Durante varios minutos, el silencio reinó en el bosque, mientras Hugh reflexionaba amargamente sobre su destino y se preguntaba si no acabaría convertido en un marginado de la sociedad, incluso en un delincuente, encerrado en una mazmorra, ahorcado o encadenado y trasladado a Australia.

Al final, llegó a la conclusión de que Edward no le perseguía. Se incorporó y procedió a ponerse los empapados pantalones y la no menos empapada camisa. A sus oídos llegó luego el llanto de alguien.

Con suma cautela, asomó la cabeza y vislumbró la mata de pelo color zanahoria de Tonio. Desnudo, mojado, con la ropa en la mano, entre sollozos, su compañero avanzaba despacio por el camino.

—¿Qué ha pasado? -le preguntó Hugh-. ¿Dónde está Peter?

Tonio se tornó súbitamente violento.

—¡No te lo diré, nunca! -exclamó-. ¡Me matarán!

—Está bien, no me lo digas -repuso Hugh.

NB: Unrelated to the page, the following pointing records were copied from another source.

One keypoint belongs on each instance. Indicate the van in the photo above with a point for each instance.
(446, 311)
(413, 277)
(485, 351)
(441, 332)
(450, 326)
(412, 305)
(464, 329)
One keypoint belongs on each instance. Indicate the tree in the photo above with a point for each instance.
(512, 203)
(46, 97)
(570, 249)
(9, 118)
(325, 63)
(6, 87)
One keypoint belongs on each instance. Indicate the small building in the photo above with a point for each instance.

Como siempre, Tonio mostraba el pánico atroz que le producía Micky: fuera lo que fuese lo sucedido, Tonio no diría una palabra de ello-. Vale más que te vistas -aconsejó Hugh.

Tonio contempló con la mirada vacía el lío de ropa que llevaba en los brazos. Daba la impresión de estar demasiado aturdido para separar las prendas. Hugh se las cogió. Allí estaban las botas, los pantalones y un calcetín, pero no la camisa. Hugh ayudó a Tonio a ponérselas y después echaron a andar hacia el colegio.

Tonio había dejado de llorar, pero aún parecía violentamente estremecido. Hugh alimentó la esperanza de que aquellos gamberros no le hubiesen hecho a Peter algo realmente malo. Pero ahora tenía que pensar en salvar su propio pellejo.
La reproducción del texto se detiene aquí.